Call of the Sea has been lingering in my periphery for a while. I saw it on the PS Store and the main draw for me was the box art. A 1920’s redhead on a tropical island? Alright, that sounds like it’ll be a fun, pulpy adventure. It went on sale, so I decide to take the plunge.

The art style pops with color. It doesn’t go for a photo realistic look, instead leaning into a 1950s movie poster aesthetic. It makes the island much more engaging to explore and build the sense of dread or wonder when needed. The loading screens are beautifully painted & remind me of the original Tomb Raider loading screens. The music is the orchestral score you’d expect from this game, even still, it’s good. There’s not a lot of animations on display. You never come across any other NPCs during gameplay, & I could guess that from the intro scene. If you are conversing with someone in person, they are always behind a door or just off screen.
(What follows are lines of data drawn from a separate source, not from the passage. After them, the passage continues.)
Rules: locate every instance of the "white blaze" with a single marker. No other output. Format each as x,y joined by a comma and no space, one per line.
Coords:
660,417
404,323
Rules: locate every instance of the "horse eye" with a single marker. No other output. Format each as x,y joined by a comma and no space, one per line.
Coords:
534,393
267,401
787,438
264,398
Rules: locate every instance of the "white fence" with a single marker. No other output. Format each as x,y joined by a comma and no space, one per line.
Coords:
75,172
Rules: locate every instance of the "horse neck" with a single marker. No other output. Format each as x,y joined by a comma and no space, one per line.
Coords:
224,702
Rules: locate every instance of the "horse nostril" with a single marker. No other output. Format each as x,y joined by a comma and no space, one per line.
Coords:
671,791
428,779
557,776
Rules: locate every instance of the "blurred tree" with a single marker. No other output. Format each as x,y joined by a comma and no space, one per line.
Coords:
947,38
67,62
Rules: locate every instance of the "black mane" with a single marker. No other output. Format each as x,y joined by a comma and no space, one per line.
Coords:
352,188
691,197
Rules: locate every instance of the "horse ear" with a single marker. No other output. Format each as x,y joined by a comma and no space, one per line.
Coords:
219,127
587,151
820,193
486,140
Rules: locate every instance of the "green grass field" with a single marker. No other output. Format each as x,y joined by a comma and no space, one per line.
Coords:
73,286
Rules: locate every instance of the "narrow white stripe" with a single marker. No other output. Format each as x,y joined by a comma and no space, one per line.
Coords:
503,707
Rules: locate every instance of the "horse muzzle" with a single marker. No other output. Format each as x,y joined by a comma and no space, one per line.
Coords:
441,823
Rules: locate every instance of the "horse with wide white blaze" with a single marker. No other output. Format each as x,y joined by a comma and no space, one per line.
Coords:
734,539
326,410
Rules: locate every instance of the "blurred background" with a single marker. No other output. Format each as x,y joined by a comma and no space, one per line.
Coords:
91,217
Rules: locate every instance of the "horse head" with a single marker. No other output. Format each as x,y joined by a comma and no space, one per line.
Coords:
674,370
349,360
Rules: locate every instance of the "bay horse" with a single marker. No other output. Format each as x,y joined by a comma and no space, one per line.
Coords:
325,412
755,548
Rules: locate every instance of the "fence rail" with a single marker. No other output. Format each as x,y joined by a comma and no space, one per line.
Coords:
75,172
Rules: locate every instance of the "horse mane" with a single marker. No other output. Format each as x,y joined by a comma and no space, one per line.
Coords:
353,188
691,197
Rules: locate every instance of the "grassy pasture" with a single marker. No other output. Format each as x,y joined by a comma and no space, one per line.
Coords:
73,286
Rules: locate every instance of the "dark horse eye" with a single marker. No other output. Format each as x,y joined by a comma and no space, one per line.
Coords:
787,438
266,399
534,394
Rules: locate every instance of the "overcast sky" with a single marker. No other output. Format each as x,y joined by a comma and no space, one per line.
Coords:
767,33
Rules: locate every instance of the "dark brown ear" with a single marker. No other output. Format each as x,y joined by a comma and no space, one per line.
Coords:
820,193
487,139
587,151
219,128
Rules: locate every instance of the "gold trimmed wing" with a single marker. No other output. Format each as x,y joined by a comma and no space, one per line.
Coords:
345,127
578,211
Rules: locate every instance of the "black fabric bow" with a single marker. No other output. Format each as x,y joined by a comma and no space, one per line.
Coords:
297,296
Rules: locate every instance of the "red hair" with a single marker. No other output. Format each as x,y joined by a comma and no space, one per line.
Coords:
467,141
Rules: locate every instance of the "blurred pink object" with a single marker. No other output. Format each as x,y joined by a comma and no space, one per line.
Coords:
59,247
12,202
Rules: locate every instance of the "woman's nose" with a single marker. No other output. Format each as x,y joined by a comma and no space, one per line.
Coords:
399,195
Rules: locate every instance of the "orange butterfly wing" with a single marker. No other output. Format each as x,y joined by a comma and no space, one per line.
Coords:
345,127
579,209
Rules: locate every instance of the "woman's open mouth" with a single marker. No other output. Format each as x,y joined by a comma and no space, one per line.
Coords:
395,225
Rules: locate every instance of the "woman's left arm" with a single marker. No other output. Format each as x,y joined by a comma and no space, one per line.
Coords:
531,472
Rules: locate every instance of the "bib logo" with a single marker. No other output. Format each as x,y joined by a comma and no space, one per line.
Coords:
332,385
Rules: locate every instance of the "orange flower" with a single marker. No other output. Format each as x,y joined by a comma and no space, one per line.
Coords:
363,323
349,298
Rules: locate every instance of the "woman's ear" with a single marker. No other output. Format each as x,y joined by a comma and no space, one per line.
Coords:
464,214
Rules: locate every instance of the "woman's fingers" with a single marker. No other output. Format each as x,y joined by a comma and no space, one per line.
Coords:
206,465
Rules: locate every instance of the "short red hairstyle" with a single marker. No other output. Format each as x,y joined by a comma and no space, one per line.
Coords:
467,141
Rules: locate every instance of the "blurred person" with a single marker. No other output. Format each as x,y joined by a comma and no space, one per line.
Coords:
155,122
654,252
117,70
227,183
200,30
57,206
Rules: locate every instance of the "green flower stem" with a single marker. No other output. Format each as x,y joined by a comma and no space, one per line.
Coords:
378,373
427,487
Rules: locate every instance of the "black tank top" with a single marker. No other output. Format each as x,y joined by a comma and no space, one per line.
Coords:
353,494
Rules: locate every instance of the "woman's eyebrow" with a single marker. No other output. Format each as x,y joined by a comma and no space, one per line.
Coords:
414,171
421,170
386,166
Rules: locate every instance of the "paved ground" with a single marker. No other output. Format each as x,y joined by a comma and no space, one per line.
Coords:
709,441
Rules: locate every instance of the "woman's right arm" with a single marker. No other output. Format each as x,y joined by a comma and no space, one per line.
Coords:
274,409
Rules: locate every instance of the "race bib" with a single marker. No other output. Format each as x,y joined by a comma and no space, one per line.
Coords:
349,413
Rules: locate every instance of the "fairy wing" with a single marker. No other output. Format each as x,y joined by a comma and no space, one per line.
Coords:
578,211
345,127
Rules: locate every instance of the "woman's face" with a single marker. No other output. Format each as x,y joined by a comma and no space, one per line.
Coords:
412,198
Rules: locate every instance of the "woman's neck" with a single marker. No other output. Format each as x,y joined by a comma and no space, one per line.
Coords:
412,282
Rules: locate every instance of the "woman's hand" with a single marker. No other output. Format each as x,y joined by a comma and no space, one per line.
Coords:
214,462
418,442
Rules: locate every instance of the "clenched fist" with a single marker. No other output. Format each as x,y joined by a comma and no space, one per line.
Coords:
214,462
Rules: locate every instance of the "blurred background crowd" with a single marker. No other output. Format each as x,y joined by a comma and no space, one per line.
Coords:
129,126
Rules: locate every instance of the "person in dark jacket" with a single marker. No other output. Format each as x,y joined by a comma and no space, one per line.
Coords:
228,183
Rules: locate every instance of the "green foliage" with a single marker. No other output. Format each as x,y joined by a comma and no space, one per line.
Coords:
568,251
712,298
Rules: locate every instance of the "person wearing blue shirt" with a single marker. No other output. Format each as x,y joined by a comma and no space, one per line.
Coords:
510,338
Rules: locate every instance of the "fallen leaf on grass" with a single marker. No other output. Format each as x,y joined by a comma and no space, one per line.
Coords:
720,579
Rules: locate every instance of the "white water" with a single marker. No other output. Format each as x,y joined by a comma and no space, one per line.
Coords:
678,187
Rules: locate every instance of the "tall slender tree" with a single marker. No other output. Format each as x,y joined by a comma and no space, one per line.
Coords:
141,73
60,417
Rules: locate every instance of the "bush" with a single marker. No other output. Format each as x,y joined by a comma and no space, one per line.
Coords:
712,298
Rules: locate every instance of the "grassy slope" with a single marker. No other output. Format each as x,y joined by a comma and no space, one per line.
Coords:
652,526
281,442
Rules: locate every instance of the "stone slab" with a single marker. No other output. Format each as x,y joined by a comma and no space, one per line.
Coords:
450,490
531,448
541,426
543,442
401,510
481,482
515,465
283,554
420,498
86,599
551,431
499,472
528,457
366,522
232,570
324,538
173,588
Calling this game a Walking Simulator would be a bit disingenuous. While it does have some of the trappings of that genre, lone protagonist, reading notes about a past event, limited gameplay, melancholic emotions, etc., Call of the Sea does feature puzzles. You aren’t simply on a tour of this remote island. Each level, or chapter, has a big puzzle for you to solve. Luckily, they aren’t too cumbersome. I only needed a walkthrough on one puzzle, the rest I could work out through trial and error. The game presents you will all the information you’ll need to figure the puzzle out then leave you to your own devices. My favorite was the language puzzle towards the end. There was one puzzle that involved running around a whole village that got annoying with all the back tracking. While it’s nowhere on the level of a LucasArts adventure game, the puzzles add just enough flavor to keep this being something like a Firewatch or Kona.

In regards to the story, I quickly learned this game was not, in fact, inspired by the pulpy adventure comics and novels of the 1930s and instead pulls from Lovecraftian inspirations. Admittedly, I was a little disappointed when I first learned this. It’s not heavily marketed as a “Lovecraft game” like Sinking City or Call of Cthulhu. While I can appreciate what Lovecraft did for psychological horror, I find his work overhyped and it never really grabbed me. Your character, Nora, is searching for her husband’s lost expedition he went on to cure your mysterious illness. You get a photo of his crew at the beginning that serves as the “You’ll get to see how all these people died” scorecard. Chapters 2 & 3 lay on the looming, oppressive horror of the Lovecraft style, and it’s fine, but… eh. We follow the tale of your husband’s expedition team as they all die in predictably Lovecraftian ways. Luckily, I knew this game wasn’t going to have any big scares with a monster or anything, because there’s never any NPCs.

Then, as the game progressed, it surprised me. The developers put a twist on the Lovecraftian elements I hadn’t seen before. There’s still that underlying unsettling feeling as you look at the macabre murals left by the ancient peoples, but the game starts to feel a bit more like a romantic adventure tale. Instead of Lovecraftian Horror, they gave us Lovecraftian Romance. Spoilers from now on, but you can see through his writings that your husband is slowly going mad, and these types of tales aren’t known for happy endings. But when he was on insanity’s doorstep, it was his love for you that brought him to his senses and devised a solution to your illness. It leads to a binary choice you must make at the end, with both endings being bittersweet in their own way. I didn’t leave this game feeling dread, I left feeling sad, which is an odd way to leave a Lovecraft-inspired game.

While you spend a lot of time following the tragedies of your husband’s expedition, Nora is an interesting character herself. When she first arrives on the island & through a majority of the first act, she’s very casual about all of the strange and awful things she discovers. At first, I chalked it up to her flippant, 1930s attitude, but that explanation could only support so much weight. We then learn that she is actually a fish person, or transforming into one. Her “fish blood” is causing her slow death and will kill her unless she completes a ritual to become an immortal fish being. This is what her husband realizes, so he sends her to the island so she can be “cured” at the cost of never being together again. You can either complete the ritual or say to Hell with it and go back to him, as he is one of two from his expedition to survive the ordeal. Becoming a fish person wasn’t presented as this horrific thing, more a supernatural evolution of life. It was up to you whether you took the leap.

All in all, this game started out seeming like just another Lovecraft game, but it twisted the inspirations into something more adventurous and self-reflective. The puzzles helped to give this game some meat and the story knows how to tug on the heartstrings. While it wasn’t the pulpy, Indiana Jones-esque adventure I was expecting, I enjoyed my time with Call of the Sea & would recommend it to any fans of neat stories or puzzles, even at it’s normal asking price.